Josep Borrell, Jean Asselborn and Czech foreign affairs minister Jan Lipavský (left to right) at the meeting on 31 August. MAEE

Josep Borrell, Jean Asselborn and Czech foreign affairs minister Jan Lipavský (left to right) at the meeting on 31 August. MAEE

It will become more difficult for Russians to enter the EU as foreign ministers agreed to put aside a 2007 deal in light of the war in Ukraine.

During a meeting in Prague on 31 August, ministers chose to compromise between the positions taken by different member states on the topic. While countries like Germany, France and Luxembourg had been against a blanket ban.

The visa ban should be more targeted, said Luxembourg foreign affairs minister Jean Asselborn (LSAP), as RTL reports. The minister had at the start of August that his ministry wanted to continue to analyse each visa request separately. Contacts of Putin’s should see their travel visa rights taken away, Asselborn said, but taking the right away from all Russians--including those connected to Russians residing in Luxembourg--would send out a signal that “we don’t anything to do with Russians, and right now, we need to do the opposite,” he stated.
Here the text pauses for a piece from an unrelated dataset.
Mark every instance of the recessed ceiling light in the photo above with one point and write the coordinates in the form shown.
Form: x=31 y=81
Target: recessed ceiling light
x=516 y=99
The 2007 agreement had granted Russian visas preferential treatment. Under the agreement, it only took 10 business days and €35 for an application to go through. With the suspension of the 2007 travel deal, the process of acquiring a visa will be more costly and take more time.

“We have seen many Russians travelling for leisure and shopping as if no war was raging in Ukraine. Member states considered that we are not business as usual. It cannot be business as usual,” Josep Borrell, the EU’s high representative for foreign policy commented on the new agreement.

Some EU member states during the meeting said that they would still look into local travel bans, according to the Guardian.

The political agreement still has to go through several rounds of approval before it can be put into practice.